In Wake of Orlando Massacre, LGBT Venues Ramp Up Security

By Todd Heywood

In the aftermath of the Orlando massacre, the staff at Spiral Nightclub in Lansing have begun talking about guns. Not banning them, but rather getting them.

"I've had staff who know I have guns, ask me to shoot with them," said Sam Courtney, the bar's manager. "They are talking about getting guns."

Courtney said while no official decision on security responses at the club have been made, the massacre on June 12 in a gay nightclub, Pulse, in Orlando has his team re-thinking their security measures. During that shooting, 49 patrons were killed and 53 others injured. Police killed the gunmen as he tried to flee the bar through holes they had blown in the exterior walls of the nightclub.

"Security staff used to mingle and clean up dishes," Courtney said. "Now there is a new attention to security in general, and an active shooter in particular.

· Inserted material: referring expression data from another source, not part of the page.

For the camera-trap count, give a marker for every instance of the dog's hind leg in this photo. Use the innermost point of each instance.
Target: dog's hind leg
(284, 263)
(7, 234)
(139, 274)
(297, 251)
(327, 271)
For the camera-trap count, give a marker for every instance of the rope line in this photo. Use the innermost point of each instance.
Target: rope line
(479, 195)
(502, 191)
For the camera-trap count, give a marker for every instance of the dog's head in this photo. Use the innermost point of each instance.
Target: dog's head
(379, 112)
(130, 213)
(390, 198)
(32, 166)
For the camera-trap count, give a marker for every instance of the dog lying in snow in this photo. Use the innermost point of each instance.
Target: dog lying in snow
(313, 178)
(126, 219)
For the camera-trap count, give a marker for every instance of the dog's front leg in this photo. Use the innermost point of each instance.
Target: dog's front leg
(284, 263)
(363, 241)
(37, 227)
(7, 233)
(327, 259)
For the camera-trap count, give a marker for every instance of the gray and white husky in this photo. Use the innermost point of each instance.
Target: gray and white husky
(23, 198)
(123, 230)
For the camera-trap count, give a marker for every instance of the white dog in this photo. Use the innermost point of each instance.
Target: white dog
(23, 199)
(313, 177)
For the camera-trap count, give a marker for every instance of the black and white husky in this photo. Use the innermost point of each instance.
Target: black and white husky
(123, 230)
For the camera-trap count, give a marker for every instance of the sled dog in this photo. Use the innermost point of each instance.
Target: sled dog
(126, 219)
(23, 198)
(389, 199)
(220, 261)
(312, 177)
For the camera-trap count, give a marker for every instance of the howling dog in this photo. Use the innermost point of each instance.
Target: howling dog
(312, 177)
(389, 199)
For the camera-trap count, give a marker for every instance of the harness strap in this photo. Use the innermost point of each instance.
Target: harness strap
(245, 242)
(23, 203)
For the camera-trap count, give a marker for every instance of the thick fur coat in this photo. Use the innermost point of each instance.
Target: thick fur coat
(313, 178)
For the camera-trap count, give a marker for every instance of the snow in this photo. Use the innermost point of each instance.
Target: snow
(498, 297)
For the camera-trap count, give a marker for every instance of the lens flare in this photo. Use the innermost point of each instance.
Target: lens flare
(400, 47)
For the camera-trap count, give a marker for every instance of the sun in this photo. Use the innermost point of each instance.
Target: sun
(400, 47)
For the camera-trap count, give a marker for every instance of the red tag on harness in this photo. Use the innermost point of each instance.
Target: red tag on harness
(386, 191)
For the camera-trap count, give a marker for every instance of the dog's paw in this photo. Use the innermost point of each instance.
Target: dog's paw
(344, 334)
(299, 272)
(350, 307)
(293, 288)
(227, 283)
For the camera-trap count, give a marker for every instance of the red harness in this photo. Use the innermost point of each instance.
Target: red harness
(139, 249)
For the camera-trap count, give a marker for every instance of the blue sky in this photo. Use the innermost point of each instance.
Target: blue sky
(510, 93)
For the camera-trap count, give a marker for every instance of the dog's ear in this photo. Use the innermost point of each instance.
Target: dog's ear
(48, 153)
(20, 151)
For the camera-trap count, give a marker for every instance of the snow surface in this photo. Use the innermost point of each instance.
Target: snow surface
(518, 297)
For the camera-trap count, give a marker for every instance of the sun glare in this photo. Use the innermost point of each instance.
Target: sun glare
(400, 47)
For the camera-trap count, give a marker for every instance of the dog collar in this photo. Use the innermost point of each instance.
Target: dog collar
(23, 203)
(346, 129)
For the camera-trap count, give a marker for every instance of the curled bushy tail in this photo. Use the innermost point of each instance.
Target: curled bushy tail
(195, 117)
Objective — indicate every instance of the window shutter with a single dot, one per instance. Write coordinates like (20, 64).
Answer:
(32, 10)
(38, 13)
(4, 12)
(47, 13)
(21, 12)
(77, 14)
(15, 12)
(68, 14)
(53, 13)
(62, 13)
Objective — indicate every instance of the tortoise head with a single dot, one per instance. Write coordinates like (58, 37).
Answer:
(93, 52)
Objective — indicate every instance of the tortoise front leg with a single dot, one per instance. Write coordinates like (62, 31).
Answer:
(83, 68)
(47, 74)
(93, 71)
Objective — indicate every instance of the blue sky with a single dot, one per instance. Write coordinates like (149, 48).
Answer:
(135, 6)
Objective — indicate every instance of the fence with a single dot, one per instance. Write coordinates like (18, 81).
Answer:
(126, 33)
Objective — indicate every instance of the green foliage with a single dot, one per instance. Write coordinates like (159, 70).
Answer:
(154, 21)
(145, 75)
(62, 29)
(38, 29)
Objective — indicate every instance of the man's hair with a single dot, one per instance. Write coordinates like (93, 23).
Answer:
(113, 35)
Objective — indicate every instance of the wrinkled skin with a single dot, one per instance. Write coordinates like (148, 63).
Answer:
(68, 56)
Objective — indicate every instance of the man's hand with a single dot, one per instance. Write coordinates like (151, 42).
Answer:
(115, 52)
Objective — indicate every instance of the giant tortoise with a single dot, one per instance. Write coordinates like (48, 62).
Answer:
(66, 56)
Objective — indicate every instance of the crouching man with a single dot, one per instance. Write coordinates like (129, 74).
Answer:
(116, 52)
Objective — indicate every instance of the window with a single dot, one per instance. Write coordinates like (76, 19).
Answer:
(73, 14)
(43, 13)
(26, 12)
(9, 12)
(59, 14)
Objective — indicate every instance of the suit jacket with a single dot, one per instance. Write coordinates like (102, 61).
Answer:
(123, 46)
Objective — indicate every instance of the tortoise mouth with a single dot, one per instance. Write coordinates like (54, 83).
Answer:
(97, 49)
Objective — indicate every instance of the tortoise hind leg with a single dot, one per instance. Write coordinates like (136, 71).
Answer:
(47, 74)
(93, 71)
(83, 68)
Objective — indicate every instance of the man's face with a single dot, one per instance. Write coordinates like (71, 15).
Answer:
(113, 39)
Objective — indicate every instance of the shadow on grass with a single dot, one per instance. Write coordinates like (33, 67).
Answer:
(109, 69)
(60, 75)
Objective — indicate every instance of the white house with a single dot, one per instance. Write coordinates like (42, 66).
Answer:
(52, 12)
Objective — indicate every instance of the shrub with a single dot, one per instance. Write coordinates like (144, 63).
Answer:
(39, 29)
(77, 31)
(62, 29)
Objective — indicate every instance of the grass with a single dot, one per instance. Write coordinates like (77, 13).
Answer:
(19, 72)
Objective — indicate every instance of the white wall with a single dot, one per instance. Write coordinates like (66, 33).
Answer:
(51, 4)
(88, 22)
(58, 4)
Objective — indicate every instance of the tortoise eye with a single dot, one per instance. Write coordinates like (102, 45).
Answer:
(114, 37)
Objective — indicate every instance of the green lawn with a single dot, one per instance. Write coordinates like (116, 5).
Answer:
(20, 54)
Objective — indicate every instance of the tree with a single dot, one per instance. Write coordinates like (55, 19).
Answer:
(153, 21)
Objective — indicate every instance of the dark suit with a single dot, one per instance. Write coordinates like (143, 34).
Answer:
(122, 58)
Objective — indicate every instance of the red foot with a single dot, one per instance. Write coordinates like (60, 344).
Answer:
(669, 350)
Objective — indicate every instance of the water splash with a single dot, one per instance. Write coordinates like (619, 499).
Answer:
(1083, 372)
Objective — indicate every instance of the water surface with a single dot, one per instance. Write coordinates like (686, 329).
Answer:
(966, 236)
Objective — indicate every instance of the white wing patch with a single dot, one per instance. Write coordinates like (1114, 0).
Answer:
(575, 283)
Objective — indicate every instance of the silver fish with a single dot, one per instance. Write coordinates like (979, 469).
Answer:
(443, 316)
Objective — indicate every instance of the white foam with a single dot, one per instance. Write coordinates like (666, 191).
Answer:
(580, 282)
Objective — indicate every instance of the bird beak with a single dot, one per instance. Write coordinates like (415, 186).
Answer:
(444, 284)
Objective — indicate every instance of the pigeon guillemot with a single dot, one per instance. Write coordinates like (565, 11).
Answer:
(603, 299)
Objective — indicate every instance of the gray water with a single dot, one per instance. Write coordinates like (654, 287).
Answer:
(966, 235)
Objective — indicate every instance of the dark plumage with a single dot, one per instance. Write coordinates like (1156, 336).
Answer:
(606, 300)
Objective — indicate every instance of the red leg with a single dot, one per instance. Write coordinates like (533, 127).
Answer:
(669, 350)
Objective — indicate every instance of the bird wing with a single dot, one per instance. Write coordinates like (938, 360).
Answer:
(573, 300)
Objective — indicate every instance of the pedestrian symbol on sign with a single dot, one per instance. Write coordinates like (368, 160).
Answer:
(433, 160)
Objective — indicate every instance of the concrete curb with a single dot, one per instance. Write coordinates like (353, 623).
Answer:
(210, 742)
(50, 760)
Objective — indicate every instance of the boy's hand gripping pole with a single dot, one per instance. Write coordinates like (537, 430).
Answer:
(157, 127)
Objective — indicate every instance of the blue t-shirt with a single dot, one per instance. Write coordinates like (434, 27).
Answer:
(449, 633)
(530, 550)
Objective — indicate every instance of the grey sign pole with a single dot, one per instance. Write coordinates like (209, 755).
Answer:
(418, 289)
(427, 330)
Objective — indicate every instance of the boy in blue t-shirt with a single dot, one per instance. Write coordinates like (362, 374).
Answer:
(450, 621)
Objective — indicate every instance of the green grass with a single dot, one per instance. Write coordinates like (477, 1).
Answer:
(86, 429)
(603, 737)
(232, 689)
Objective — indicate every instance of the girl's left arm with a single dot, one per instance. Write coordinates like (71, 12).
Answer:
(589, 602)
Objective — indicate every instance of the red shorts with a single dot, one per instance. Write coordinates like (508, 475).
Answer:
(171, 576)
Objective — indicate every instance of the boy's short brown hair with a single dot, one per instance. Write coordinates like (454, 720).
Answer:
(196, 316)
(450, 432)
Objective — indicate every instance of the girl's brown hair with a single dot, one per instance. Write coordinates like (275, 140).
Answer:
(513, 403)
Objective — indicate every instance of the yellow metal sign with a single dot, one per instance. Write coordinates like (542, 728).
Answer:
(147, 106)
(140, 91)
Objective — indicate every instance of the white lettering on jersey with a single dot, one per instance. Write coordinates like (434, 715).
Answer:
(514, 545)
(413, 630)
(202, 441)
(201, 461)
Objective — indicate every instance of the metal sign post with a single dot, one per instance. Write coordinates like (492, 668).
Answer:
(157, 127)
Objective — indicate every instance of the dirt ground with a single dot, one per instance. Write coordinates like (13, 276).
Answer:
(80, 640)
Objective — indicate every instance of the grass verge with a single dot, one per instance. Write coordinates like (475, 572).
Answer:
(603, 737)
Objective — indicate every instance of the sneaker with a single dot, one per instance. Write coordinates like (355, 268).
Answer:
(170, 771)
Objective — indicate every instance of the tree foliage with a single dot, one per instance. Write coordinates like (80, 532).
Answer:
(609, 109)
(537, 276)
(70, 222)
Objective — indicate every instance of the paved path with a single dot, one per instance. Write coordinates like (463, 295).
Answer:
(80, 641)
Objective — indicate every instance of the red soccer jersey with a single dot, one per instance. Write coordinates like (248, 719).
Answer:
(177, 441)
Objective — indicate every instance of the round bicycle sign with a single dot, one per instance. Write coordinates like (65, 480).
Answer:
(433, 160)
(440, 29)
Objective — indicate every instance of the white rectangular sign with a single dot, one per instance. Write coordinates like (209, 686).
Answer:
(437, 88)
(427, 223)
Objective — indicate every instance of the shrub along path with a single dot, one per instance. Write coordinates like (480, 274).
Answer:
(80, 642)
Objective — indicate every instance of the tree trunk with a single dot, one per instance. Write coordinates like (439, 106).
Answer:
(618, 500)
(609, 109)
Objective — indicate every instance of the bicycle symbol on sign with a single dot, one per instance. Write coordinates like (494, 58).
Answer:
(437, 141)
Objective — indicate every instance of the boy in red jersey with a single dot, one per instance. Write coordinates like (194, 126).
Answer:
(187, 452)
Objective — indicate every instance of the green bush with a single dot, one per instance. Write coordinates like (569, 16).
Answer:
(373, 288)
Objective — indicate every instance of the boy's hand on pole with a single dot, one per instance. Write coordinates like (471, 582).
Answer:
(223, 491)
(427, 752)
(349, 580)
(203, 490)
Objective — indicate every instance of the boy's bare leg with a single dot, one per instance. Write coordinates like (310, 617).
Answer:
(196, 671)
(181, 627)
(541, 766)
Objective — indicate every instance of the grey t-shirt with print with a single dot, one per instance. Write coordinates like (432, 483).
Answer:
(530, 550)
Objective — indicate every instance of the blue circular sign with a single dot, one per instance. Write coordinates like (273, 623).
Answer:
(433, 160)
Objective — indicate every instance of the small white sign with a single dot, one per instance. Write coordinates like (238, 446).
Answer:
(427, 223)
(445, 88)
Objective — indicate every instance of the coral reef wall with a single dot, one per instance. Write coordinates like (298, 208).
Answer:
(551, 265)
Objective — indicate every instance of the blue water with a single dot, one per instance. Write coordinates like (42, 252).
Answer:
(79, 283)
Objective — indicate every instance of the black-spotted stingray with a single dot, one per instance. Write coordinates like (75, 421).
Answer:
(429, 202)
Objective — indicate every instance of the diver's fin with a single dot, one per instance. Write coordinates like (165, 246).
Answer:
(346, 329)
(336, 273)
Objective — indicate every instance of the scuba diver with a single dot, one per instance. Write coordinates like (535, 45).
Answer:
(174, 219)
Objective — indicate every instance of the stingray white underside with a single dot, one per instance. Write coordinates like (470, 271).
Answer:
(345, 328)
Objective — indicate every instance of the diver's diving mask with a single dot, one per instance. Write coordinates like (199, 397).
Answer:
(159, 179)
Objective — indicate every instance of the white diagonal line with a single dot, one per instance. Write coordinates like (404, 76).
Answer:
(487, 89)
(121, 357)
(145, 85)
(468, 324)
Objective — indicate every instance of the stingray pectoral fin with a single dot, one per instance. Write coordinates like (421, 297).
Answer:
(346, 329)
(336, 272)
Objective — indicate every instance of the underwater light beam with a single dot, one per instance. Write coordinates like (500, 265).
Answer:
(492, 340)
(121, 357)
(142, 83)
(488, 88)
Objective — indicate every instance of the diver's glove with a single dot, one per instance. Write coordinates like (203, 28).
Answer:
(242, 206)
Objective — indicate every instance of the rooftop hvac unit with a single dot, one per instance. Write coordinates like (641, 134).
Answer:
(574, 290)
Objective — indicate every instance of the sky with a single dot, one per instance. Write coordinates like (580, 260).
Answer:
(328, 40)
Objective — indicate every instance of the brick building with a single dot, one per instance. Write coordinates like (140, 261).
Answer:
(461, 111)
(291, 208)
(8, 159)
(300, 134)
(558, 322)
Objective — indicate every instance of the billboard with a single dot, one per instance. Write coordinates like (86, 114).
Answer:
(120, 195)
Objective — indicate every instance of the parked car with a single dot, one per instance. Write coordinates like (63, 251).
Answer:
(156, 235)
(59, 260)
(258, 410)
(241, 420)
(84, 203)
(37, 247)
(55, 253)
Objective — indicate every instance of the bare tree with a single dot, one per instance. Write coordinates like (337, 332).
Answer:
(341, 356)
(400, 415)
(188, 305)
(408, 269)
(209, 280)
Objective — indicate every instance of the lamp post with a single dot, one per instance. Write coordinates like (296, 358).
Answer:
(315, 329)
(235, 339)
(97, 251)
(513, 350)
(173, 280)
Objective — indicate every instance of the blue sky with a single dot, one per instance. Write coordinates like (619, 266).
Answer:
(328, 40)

It's being aware of who's out of place, which is too bad because we want this to be a crazy inclusive place."

He said staff have discussed "how do we keep our own community safe?"

"We're going to be here," he said "You're not taking this away from us."

While discussions with his team had revolved around what additional security measures to implement, and private discussions about arming themselves, Courtney said the club has been contacted by a security specialty organization that is offering to train staff on a variety of crisis related issues.

The shift in attention is new for the staff of the club. Courtney said that normally his team will confront verbal fights "maybe every six months, at most."

Courtney, who said he was straight, noted that he is witnessing the community "ramping up security," and acknowledges the discussion of personal guns is part of that, as well as strange.

"People are unsure. People are making choices that are contrary to their progressive values, to their nonviolent values," he said.

Courtney said he has not officially met with Lansing Police Department officials, but on the night of the massacre, LPD Chief Michael Yankowski was present at Spiral for the memorial release of lanterns. Two uniformed officers were stationed outside the bar as well. Police officials have said they are increasing patrols around Spiral, and the other gay nightclub in Lansing, Esquire.

Jody Washington, a city councilmember who represents the ward in which the gay bars in Lansing are located, said she was "sad" that the community felt "unsafe." Washington said she will be working with LPD to make sure special attention is brought to the bars.

Also last week, Detroit Police officials announced they had met with bar owners in that city to discuss safety.

In Fort Worth, Texas, officers from that police department have been visiting bars in the community. And while that might be helpful for some in the community, another sort of scheme to offer protection has also surfaced in the Dallas community.

White nationalist Jason Lee Van Dyke -- who co-authored a legal brief to the U.S. Sixth Circuit Court of Appeals against marriage equality and invoking the long held "western cultural beliefs" including execution of gay people -- is offering weapons and self defense training for the LGBT community.

"Also, as this class is officially being hosted by a 501(c)(3) organization (Texas Marksmen, Inc.), there will be no discrimination as to who is permitted to take the class," Van Dyke wrote in a Facebook event posting over the weekend. "What this means is that, although we are marketing this opportunity only to the LGBT community, anyone who is legally permitted to take the course that wishes to attend will be welcome."

Van Dyke was the legal advisor for the Young Americans for Freedom Michigan State University chapter when that group was listed by the Southern Poverty Law Center as a hate group. It was listed as such for extreme anti-immigrant, anti-Islam, anti-Semitic, racist and homophobic programming. Van Dyke was not a student at the time -- he'd been booted out of MSU for a gun charge. He attempted to have his court record in 54-B District Court expunged, but part of the record -- the register of actions -- remained in the computers. BTL obtained this document which shows Van Dyke faced domestic violence charges as well as weapons charges. The record shows the domestic violence charge was dropped and he was found guilty on the gun charge.

Philip Rodney Moon has been monitoring the activities of Van Dyke and others from that hate group since it veered from conservative political postures to white supremacy ideology and events.

"Van Dyke has shown himself to be homophobic, far beyond the usual tone seen in mainstream conservative conversation," said Moon. "He's freely used offensive speech against LGBT opponents and partnered with the white nationalist group Traditionalist Youth Network to oppose marriage equality in 2014. Van Dyke's outreach is not done with the interests of the LGBT community in mind."